Dunque è sempre in vita, il «caso Pizzuto». Archiviato nell’esimio dimenticatoio dei repertori che pochi leggono (come D’Arrigo, Angelo Fiore, Carolus Cergoly, perfino Bufalino), torna ora a fare capolino nel terzo millennio tra gli scaffali delle librerie con provvidenziali ristampe dei capolavori, a bella cura di Antonio Pane (da Polistampa, coraggiosa editrice di Firenze, incoraggiata dalla figlia Maria, fedele erede): Signorina Rosina, Ravenna, Sul ponte di Avignone. Nonché un prensile epistolario tra lui e Gianfranco Contini, Coup de foudre (lettere 1963-1976, l’anno della morte, avvenuta a Roma, dove viveva), amorosamente chiosato da Alvino (pagg. 322, euro 19,63). Per non parlare di un altro gustoso dialogo, questa volta tra il «caro Antonio» e Vanni Scheiwiller, celebre editore amatoriale, suo estimatore della prim’ora (Le carte fatate. Carteggio 1960-1975, a cura di Cecilia Gibellini, Libri Scheiwiller, pagg. 480, euro 18).
Affascina - tornando al vertiginoso sodalizio Contini/Pizzuto - quest’affettuosa contesa e amicizia altamente intellettuale tra lo scrittore e il suo critico, questa saga munifica e peritissima dell’intelligenza, della lingua, dello stile, insomma della cultura spasmodica e causidica. Ma dove la vita viene passata al vaglio della parola come per un supremo contrappasso e contrappeso, un vaccino omeopatico contro l’abuso, il trionfo deleterio e sterile della cruda Realtà: «Il palato a sua volta è sotto l’incanto di ciò che gli hai offerto».
Scrivere sullo scrivere, scrivere dello scrivere, confessarsi mentre si scrive... Con un flaubertismo lancinante e stoico, alla ricerca della parola giusta.
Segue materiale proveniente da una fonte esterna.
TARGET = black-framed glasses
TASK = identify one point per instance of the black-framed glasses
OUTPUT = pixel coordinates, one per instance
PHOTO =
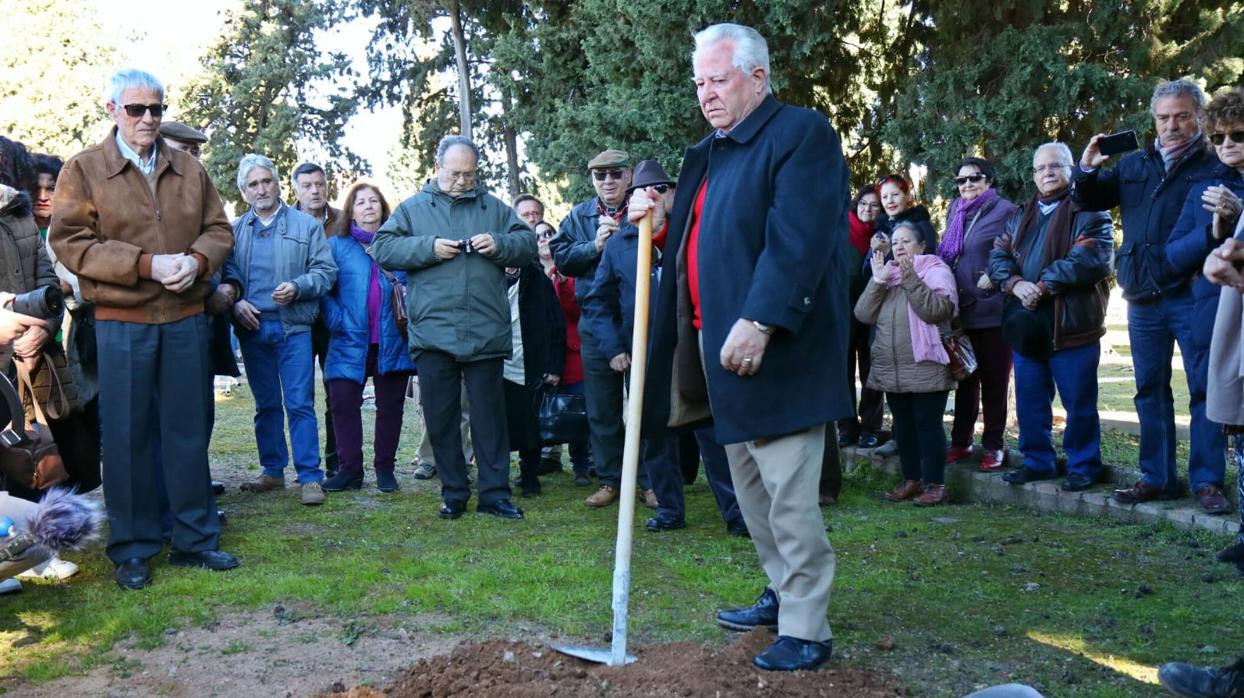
(1219, 138)
(137, 111)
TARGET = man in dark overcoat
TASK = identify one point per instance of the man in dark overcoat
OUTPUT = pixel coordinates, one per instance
(750, 326)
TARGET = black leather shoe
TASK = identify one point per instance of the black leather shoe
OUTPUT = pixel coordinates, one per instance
(664, 521)
(1024, 474)
(133, 574)
(791, 655)
(205, 559)
(343, 480)
(452, 509)
(761, 614)
(1077, 482)
(501, 508)
(385, 480)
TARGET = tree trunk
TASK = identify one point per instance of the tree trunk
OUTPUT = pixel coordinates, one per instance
(463, 75)
(510, 137)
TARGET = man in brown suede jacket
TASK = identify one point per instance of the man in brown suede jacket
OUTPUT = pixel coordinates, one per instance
(143, 229)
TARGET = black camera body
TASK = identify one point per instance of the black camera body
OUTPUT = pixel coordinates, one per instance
(42, 302)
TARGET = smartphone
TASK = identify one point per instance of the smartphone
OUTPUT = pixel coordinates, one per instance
(1115, 143)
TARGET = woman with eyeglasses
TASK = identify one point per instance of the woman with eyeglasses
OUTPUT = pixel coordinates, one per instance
(975, 220)
(1208, 218)
(862, 220)
(363, 341)
(911, 301)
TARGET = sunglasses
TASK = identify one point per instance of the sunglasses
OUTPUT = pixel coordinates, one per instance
(974, 178)
(136, 111)
(1219, 138)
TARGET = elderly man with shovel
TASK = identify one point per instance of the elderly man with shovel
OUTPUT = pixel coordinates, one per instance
(750, 325)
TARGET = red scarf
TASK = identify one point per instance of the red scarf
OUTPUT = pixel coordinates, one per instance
(860, 232)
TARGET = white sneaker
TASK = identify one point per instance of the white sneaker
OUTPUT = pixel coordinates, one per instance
(50, 569)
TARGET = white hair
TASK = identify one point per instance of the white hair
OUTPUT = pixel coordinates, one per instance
(129, 79)
(1058, 147)
(249, 162)
(1178, 88)
(750, 49)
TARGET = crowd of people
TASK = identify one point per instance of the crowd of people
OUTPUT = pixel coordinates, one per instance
(774, 293)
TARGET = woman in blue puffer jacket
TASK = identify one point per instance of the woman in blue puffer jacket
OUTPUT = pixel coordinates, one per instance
(363, 341)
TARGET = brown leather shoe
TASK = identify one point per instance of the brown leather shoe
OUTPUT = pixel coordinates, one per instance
(1212, 500)
(906, 490)
(1138, 493)
(931, 497)
(263, 483)
(603, 497)
(649, 499)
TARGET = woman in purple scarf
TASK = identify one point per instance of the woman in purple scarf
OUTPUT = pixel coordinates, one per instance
(975, 220)
(363, 341)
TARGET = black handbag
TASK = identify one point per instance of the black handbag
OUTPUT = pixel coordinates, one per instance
(562, 417)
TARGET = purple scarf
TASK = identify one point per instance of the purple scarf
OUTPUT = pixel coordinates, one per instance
(952, 243)
(373, 286)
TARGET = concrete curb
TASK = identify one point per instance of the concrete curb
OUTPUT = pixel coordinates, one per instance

O la motivazione formale, sensuale e capziosa, di un raffinato sofisma giuridico, o peggio, d’un allegro dogma filosofico: «Peraltro anche Locke diceva che prima di assaggiare un fico o un’oliva non è possibile intenderne il sapore». Allora la scrittura diventa tutto, lente e occhio, diaframma e mente, panorama e rifrangenza: «E ti sventoli il suo fazzoletto il tuissimus G.». Ecco che il caso Pizzuto si fa concreto esempio di come la scrittura tutta possa finalmente affrontare la modernità, senza mitizzarla né rifuggirla. Perché da lontano vengono le parole, la beffa o l’ironia del dolore: «Pasquali, forse l’ultima volta che lo vidi, voleva correggere in stile plautino un mio “purgatio animi”, e suggeriva: “defecatio”. Poi correggendosi: “deficatio, l’e è lunga”».
Così proprio Pizzuto che inseguiva, professava «un antistoricismo assoluto», si ritrova ingabbiato - ma anche glorificato - in una strana metafora controstorica, paradossale orbita di ritorno. Lo aveva ben capito Contini: un futurismo inconsciamente inseguito e infine ottenuto, risolto come in narrativa mai riuscì a Marinetti & soci, persi nella teorizzazione dei loro postulati linguistici. Pizzuto sì che, invece, diede libertà alle parole, romanzò le idee, chiese al suo e nostro Tempo di inseguire e plasmare, come l’icona-fulcro di Boccioni, Forme Uniche nella Continuità dello Spazio: «Peccato che il tempo sia stato così veloce», confessa al «semperrimo» suo Contini nel ’64 «benché sia ben spiegabile: era tempo-luce, il nostro, dotato di pari inflessibilità».